Efficiently generate a lattice of points in python

Question

Help make my code faster: My python code needs to generate a 2D lattice of points that fall inside a bounding rectangle. I kludged together some code (shown below) that generates this lattice. However, this function is called many many times and has become a serious bottleneck in my application.

I'm sure there's a faster way to do this, probably involving numpy arrays instead of lists. Any suggestions for a faster, more elegant way to do this?

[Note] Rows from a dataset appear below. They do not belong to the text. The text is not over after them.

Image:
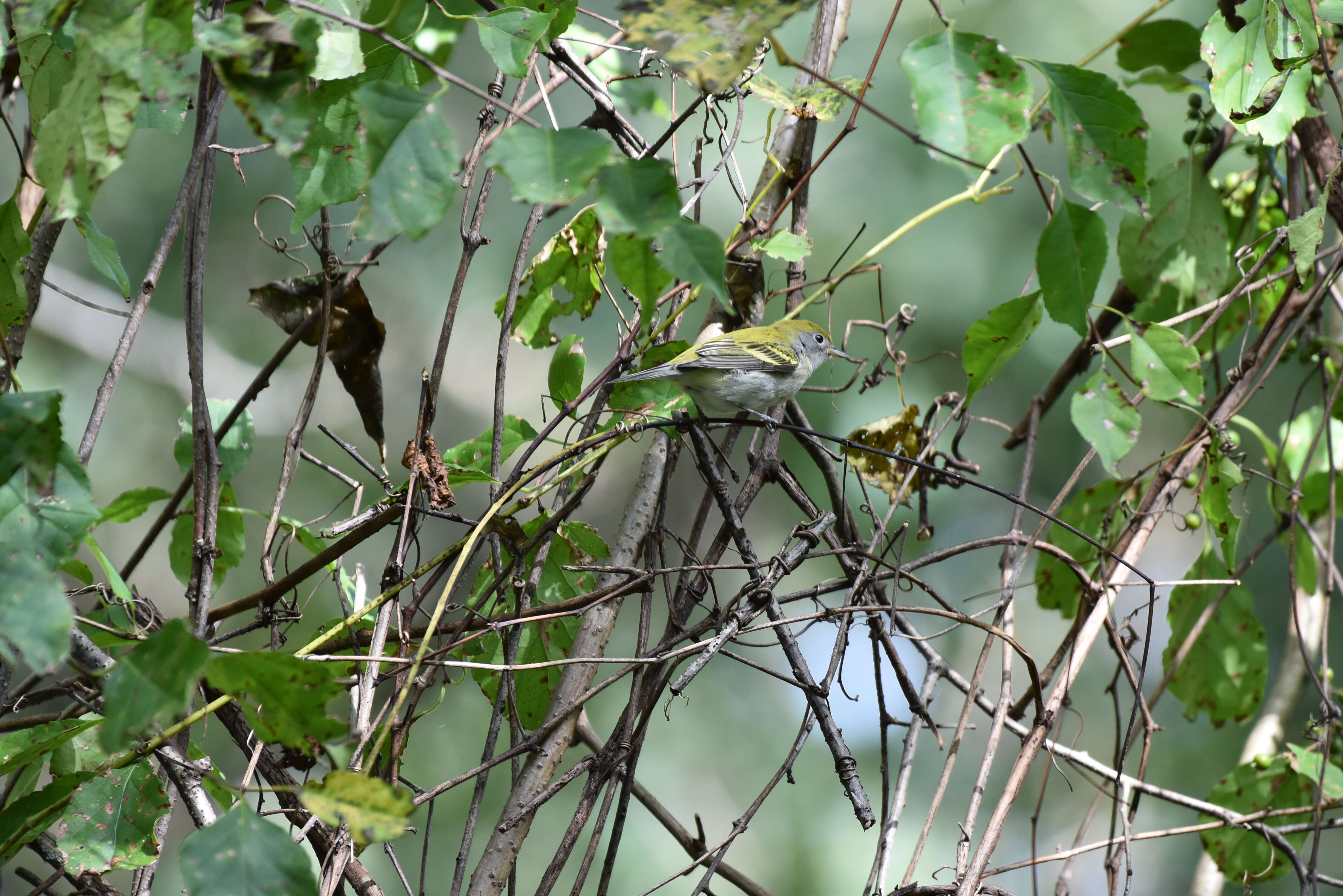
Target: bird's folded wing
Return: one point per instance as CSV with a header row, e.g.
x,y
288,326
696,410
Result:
x,y
724,354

Description of the function: I have two 2D vectors, v1 and v2. These vectors define a lattice. In my case, my vectors define a lattice that is almost, but not quite, hexagonal. I want to generate the set of all 2D points on this lattice that are in some bounding rectangle. In my case, one of the corners of the rectangle is at (0, 0), and the other corners are at positive coordinates.

Example: If the far corner of my bounding rectangle was at (3, 3), and my lattice vectors were:

v1 = (1.2, 0.1)
v2 = (0.2, 1.1)

I'd want my function to return the points:

(1.2, 0.1) #v1
(2.4, 0.2) #2*v1
(0.2, 1.1) #v2
(0.4, 2.2) #2*v2
(1.4, 1.2) #v1 + v2
(2.6, 1.3) #2*v1 + v2
(1.6, 2.3) #v1 + 2*v2
(2.8, 2.4) #2*v1 + 2*v2

I'm not concerned with edge cases; it's doesn't matter if the function returns (0, 0), for example.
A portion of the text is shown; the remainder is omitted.